Sony is easily one of the most vocal supporters of 3D content in the marketplace. Many of its upcoming first-party titles, including Resistance 3 and Uncharted 3, support stereoscopic 3D. However, with excitement for 3D movies waning, and adoption of 3D televisions still low, many have openly wondered: "is it worth it?" Simon Benson, SCEE's senior development manager and 3D evangelist, obviously thinks so. He argues that the low amount of effort it takes to implement the technology makes it an easy choice. "It's not a significant overhead for us.
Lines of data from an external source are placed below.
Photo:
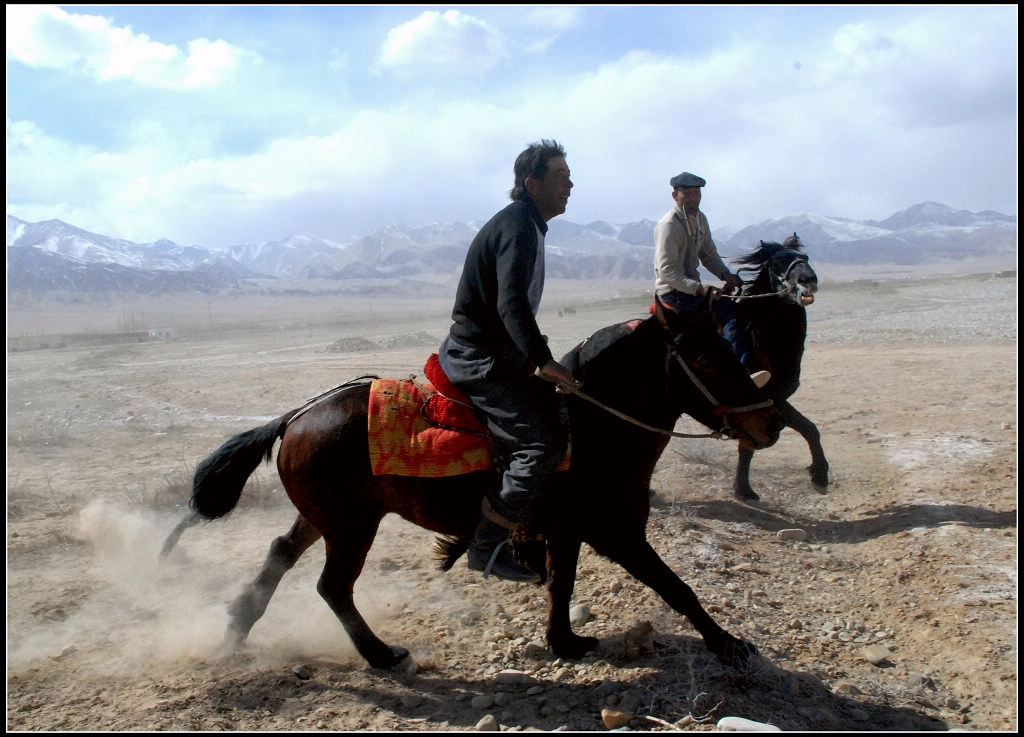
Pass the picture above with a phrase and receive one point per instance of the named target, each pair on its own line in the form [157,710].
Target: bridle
[719,408]
[786,287]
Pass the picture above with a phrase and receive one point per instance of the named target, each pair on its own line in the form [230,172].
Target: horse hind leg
[809,431]
[249,606]
[643,563]
[346,553]
[741,488]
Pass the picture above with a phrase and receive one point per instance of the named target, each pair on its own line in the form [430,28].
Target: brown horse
[639,378]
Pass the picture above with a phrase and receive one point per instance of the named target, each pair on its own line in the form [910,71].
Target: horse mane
[755,261]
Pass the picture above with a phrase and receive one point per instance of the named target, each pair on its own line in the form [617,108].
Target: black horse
[639,378]
[772,311]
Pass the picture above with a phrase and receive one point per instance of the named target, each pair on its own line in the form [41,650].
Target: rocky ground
[894,607]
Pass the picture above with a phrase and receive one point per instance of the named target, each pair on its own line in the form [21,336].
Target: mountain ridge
[55,255]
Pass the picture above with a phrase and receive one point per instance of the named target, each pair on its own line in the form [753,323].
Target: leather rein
[720,408]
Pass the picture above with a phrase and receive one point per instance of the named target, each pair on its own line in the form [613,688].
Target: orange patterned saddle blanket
[416,431]
[426,429]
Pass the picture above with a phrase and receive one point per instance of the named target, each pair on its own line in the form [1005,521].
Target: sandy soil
[912,383]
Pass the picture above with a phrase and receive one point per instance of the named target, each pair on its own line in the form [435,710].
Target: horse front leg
[809,431]
[250,605]
[741,488]
[641,561]
[346,552]
[563,556]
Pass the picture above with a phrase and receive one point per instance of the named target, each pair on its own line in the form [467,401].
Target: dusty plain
[911,380]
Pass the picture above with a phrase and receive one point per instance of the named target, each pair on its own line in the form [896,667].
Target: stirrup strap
[494,557]
[489,513]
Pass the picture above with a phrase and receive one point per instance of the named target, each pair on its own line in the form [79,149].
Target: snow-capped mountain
[55,255]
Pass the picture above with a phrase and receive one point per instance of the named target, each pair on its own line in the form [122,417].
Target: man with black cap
[682,242]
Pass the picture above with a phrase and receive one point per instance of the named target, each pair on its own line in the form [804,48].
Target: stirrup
[494,557]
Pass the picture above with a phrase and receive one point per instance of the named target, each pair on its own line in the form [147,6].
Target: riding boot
[491,552]
[760,379]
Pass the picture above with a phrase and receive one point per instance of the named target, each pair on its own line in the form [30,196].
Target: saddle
[427,429]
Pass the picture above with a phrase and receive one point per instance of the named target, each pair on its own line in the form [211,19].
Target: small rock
[876,654]
[482,701]
[738,724]
[580,614]
[411,700]
[487,724]
[613,719]
[792,535]
[512,678]
[858,714]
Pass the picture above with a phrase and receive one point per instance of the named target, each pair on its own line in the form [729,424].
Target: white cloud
[451,42]
[44,36]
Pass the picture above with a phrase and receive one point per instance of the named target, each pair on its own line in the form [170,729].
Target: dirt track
[912,383]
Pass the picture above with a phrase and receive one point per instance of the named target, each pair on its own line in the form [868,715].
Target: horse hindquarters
[250,605]
[641,561]
[808,430]
[563,556]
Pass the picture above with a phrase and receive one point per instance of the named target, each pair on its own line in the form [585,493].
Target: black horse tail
[220,478]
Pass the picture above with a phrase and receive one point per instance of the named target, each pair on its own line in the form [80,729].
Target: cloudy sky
[224,125]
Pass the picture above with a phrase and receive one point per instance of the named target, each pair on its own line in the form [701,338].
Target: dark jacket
[492,304]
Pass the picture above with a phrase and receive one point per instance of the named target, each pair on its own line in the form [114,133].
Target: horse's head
[711,385]
[782,269]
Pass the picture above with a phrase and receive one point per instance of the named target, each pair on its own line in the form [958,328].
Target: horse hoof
[574,647]
[397,660]
[406,666]
[747,494]
[738,654]
[235,641]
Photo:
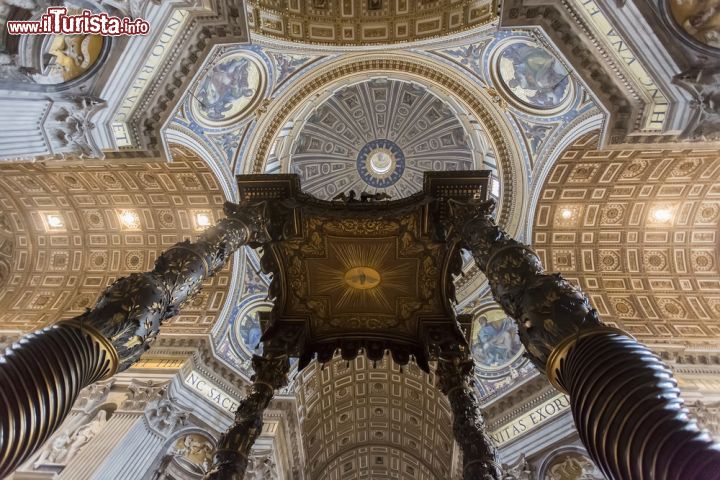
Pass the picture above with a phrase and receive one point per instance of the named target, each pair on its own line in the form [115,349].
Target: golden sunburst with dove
[363,275]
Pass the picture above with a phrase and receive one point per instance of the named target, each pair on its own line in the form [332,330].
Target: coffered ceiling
[365,420]
[67,232]
[363,22]
[639,232]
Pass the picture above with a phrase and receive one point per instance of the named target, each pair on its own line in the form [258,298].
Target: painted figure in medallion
[224,85]
[496,342]
[534,75]
[699,18]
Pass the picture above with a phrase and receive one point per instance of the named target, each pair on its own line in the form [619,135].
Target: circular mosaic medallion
[381,163]
[230,90]
[534,78]
[697,19]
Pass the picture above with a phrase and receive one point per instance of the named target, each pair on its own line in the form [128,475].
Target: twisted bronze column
[479,454]
[625,402]
[231,456]
[42,374]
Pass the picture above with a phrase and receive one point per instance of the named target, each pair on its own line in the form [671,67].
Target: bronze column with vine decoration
[625,401]
[42,374]
[479,453]
[233,451]
[231,456]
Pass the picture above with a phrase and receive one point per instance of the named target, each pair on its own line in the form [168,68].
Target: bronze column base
[231,456]
[479,454]
[42,375]
[628,410]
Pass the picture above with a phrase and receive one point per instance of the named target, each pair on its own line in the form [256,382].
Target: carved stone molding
[141,393]
[93,396]
[520,470]
[164,416]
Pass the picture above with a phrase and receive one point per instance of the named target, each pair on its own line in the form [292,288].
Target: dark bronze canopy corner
[362,272]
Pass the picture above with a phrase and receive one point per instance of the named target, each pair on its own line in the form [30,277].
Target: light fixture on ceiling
[661,214]
[54,221]
[130,219]
[202,220]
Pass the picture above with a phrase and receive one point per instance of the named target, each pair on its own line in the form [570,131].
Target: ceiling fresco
[698,20]
[229,90]
[534,77]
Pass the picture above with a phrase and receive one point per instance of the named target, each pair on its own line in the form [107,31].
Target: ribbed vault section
[66,232]
[361,421]
[640,232]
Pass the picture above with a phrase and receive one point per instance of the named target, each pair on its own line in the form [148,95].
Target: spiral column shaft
[625,402]
[42,374]
[480,460]
[231,456]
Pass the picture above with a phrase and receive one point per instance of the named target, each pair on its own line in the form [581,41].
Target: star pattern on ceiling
[340,145]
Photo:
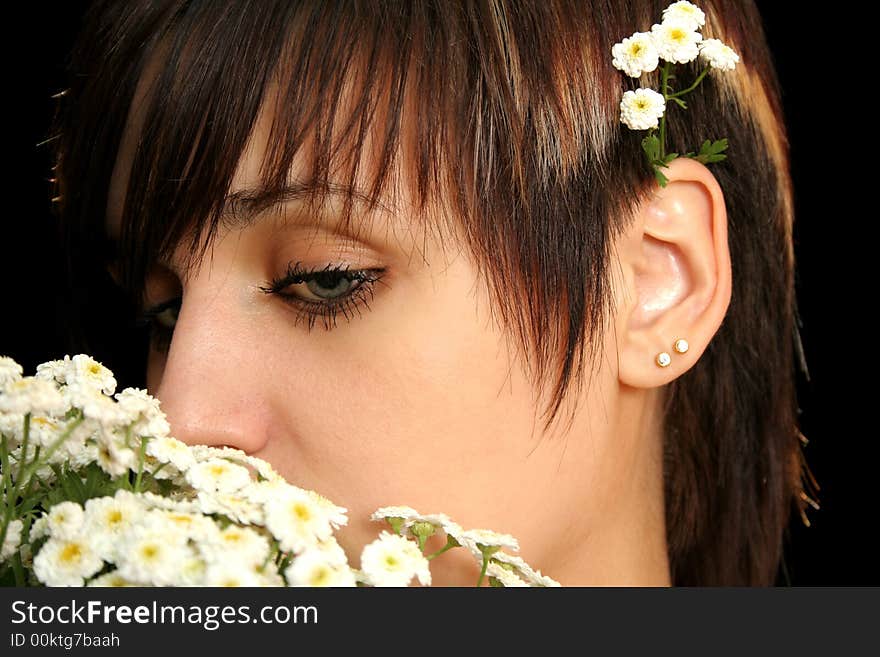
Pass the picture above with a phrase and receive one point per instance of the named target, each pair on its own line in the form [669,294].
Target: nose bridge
[210,386]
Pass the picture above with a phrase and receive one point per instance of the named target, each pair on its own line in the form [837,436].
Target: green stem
[18,570]
[699,79]
[7,485]
[141,457]
[32,467]
[483,571]
[445,548]
[12,490]
[664,89]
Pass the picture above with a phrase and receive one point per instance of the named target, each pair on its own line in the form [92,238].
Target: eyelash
[327,311]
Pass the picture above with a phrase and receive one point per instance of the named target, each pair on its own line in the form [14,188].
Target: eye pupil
[329,285]
[168,317]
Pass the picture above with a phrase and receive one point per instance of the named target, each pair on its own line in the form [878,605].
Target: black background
[834,216]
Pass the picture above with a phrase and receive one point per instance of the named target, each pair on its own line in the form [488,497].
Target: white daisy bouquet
[675,40]
[95,492]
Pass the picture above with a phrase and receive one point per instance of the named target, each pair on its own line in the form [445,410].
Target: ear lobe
[676,279]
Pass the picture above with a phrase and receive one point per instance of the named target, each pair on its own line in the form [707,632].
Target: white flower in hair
[676,41]
[718,55]
[641,109]
[685,12]
[636,54]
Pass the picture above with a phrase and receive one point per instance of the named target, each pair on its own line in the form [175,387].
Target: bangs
[503,150]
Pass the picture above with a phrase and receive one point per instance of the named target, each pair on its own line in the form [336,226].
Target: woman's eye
[325,293]
[326,286]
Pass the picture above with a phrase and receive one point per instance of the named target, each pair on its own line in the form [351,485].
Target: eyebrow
[244,207]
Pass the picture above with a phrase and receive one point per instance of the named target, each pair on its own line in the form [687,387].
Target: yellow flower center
[150,551]
[320,576]
[71,553]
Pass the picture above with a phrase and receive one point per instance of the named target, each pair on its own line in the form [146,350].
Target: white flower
[524,570]
[32,395]
[112,579]
[297,520]
[233,505]
[405,513]
[65,520]
[55,370]
[508,578]
[718,55]
[152,553]
[636,54]
[66,562]
[317,567]
[641,109]
[676,41]
[485,541]
[114,456]
[686,13]
[230,574]
[218,475]
[44,431]
[170,450]
[393,560]
[94,404]
[108,518]
[11,541]
[141,410]
[40,528]
[10,371]
[239,544]
[86,370]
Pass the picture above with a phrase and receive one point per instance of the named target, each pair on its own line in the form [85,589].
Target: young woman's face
[414,396]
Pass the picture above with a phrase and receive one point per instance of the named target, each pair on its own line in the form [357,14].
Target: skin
[421,399]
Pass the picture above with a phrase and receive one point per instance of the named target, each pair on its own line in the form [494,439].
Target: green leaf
[712,151]
[651,146]
[661,179]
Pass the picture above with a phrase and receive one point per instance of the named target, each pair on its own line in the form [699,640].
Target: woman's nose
[211,387]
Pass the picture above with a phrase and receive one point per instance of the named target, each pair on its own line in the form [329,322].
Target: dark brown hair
[506,114]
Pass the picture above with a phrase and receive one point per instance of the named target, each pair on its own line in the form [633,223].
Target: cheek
[431,395]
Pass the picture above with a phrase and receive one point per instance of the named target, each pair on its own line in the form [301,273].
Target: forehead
[323,172]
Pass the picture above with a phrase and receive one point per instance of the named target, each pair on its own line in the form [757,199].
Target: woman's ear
[675,277]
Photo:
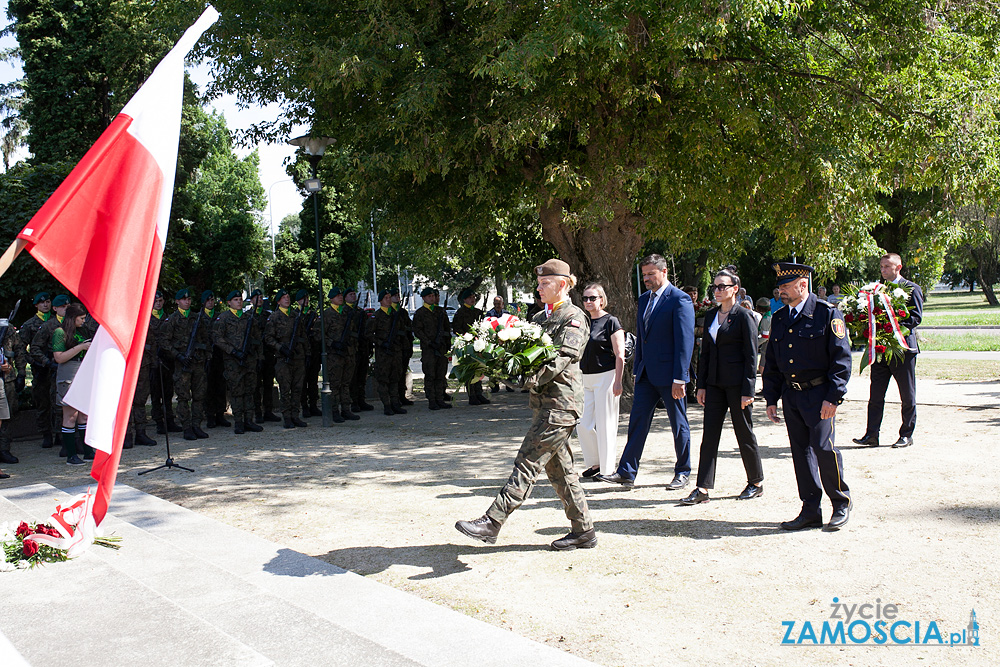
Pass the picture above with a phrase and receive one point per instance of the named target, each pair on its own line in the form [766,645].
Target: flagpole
[11,254]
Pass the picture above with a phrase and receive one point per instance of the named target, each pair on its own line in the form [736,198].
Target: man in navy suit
[664,342]
[904,370]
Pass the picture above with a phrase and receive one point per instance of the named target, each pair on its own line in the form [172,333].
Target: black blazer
[731,359]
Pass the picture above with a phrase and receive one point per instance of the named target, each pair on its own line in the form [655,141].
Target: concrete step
[187,590]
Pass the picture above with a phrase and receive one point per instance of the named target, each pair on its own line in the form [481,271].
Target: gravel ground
[667,584]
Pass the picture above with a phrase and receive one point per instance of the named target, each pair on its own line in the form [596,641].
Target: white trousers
[598,427]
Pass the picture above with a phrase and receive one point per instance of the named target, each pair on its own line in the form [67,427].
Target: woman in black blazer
[727,374]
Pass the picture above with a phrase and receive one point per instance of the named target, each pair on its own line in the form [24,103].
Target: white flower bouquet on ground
[504,349]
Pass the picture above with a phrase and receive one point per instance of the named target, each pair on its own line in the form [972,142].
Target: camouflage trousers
[435,369]
[545,447]
[142,390]
[289,375]
[190,387]
[340,372]
[387,374]
[7,427]
[240,382]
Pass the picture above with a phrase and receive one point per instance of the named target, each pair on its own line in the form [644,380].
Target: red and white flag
[101,234]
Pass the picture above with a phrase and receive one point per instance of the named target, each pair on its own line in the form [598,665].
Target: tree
[619,122]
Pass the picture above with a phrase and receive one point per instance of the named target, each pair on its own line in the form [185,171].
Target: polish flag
[101,234]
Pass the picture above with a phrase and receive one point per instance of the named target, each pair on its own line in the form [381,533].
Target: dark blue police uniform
[808,361]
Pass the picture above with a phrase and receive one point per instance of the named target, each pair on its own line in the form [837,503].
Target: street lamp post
[314,148]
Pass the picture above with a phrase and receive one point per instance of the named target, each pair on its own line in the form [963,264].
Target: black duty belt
[808,384]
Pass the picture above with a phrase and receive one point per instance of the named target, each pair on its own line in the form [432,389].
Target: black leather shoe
[839,518]
[803,521]
[585,540]
[679,482]
[696,498]
[615,478]
[752,491]
[867,440]
[483,529]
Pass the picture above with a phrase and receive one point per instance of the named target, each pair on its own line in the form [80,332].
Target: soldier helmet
[789,271]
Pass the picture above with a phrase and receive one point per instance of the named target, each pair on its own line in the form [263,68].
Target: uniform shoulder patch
[839,329]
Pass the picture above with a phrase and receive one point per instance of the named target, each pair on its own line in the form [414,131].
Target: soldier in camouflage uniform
[285,335]
[362,352]
[465,317]
[215,395]
[431,327]
[41,374]
[41,355]
[556,403]
[143,384]
[186,337]
[13,369]
[263,395]
[337,320]
[233,332]
[387,337]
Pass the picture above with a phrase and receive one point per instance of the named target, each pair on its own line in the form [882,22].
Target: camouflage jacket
[558,385]
[432,328]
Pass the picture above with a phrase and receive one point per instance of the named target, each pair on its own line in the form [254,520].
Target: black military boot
[483,529]
[142,439]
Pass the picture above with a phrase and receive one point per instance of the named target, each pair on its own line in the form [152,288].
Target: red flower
[29,548]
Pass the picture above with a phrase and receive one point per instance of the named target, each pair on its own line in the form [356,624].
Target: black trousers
[718,401]
[818,464]
[904,371]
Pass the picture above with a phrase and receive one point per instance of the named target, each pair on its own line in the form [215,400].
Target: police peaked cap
[789,271]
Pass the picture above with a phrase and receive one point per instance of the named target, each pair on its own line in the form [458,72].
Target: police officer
[465,317]
[807,365]
[362,351]
[556,400]
[286,335]
[41,374]
[186,338]
[432,328]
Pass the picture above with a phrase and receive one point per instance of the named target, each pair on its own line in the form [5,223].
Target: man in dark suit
[664,342]
[903,370]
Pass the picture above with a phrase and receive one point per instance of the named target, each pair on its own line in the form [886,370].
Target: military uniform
[186,337]
[285,334]
[431,327]
[808,361]
[464,318]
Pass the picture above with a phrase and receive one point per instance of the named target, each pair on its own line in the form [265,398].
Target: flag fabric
[102,233]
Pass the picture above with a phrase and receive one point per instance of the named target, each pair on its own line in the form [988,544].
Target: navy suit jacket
[663,352]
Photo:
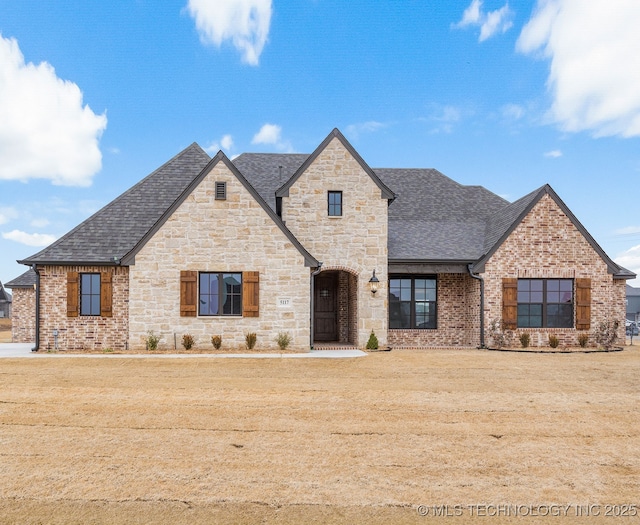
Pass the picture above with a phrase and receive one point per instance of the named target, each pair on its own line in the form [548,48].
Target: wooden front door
[325,321]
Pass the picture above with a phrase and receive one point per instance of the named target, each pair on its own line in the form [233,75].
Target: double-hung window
[220,293]
[412,302]
[545,303]
[89,294]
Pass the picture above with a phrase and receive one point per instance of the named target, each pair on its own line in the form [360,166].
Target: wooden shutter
[188,293]
[510,303]
[73,294]
[106,294]
[583,304]
[250,294]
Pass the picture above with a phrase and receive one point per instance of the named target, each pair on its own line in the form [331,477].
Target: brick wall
[209,235]
[23,315]
[82,332]
[356,242]
[547,245]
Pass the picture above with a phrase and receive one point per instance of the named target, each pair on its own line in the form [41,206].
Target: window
[335,203]
[89,294]
[412,302]
[220,294]
[545,303]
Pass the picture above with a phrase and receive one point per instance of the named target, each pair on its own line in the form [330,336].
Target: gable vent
[221,191]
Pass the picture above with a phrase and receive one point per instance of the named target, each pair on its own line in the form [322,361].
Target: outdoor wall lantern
[373,283]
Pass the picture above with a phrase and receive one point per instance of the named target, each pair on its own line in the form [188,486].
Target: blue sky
[96,95]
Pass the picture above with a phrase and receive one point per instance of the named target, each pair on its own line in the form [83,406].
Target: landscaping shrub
[188,341]
[283,340]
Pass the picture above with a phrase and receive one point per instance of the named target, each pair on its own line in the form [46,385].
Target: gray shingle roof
[115,230]
[25,280]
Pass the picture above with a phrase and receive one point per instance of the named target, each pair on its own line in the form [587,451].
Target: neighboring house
[5,302]
[24,307]
[271,243]
[633,304]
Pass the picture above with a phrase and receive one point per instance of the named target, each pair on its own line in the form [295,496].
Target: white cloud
[45,130]
[490,23]
[245,23]
[272,134]
[594,79]
[226,143]
[630,260]
[7,214]
[30,239]
[553,154]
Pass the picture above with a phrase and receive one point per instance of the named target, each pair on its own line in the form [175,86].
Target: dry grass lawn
[364,440]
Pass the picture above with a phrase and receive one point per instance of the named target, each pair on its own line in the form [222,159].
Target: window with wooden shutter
[73,294]
[188,293]
[583,304]
[250,294]
[510,303]
[106,294]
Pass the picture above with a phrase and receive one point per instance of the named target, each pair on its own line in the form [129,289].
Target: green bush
[583,339]
[250,340]
[283,340]
[152,341]
[372,343]
[188,341]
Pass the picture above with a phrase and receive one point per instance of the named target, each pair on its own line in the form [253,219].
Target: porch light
[373,283]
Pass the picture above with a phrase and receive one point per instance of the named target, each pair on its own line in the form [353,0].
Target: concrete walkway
[24,350]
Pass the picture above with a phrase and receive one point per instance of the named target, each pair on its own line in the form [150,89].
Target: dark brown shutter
[250,294]
[510,303]
[583,304]
[188,293]
[106,294]
[73,294]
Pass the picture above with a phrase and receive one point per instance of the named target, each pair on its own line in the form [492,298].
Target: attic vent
[221,191]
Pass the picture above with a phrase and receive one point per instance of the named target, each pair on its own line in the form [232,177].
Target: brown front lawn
[361,440]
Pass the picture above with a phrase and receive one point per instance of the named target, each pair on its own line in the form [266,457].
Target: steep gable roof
[502,224]
[385,192]
[112,232]
[220,157]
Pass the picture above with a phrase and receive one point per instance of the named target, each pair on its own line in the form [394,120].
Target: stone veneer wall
[355,242]
[23,315]
[458,300]
[547,245]
[232,235]
[82,332]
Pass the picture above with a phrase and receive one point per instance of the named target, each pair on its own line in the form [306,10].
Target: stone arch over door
[336,306]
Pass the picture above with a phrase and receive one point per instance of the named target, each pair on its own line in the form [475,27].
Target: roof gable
[504,222]
[385,192]
[220,157]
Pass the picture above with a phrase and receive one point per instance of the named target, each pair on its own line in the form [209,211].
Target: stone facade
[546,244]
[82,332]
[355,242]
[23,316]
[209,235]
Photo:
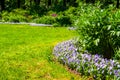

It’s not like we have to justify being able to sell millions millions more games because of it, it’s just another feature of the game." Speaking to GI.biz, Benson says that the cost of 3D on overall performance is rather low, especially if the game supports a split-screen mode:
What we’re talking about here is, in some cases we’ve had titles where 3D has been half a per cent of overhead. It can literally be the render programmer spending a couple of weeks manipulating it. Particularly if a game already has split screen in it, just take that mode of the game and reauthor it to deliver really high quality 3D. So often it’s the case of it doesn’t even hit the radar of whether we should or shouldn’t, it can just be done.
But isn't Benson concerned about the low adoption rates of 3DTVs? His inability to offer concrete sales figures of Sony's own 3DTVs should be some indication that 3D has, simply put, not caught on. That's no worry to Benson, who points to the future. "I think what probably going to happen over time is it’ll be the case like now, if you try and go out and buy an standard definition TV you probably just wouldn’t be able to." Sony plans on releasing a PlayStation-branded 3DTV, a first for the company, later this year.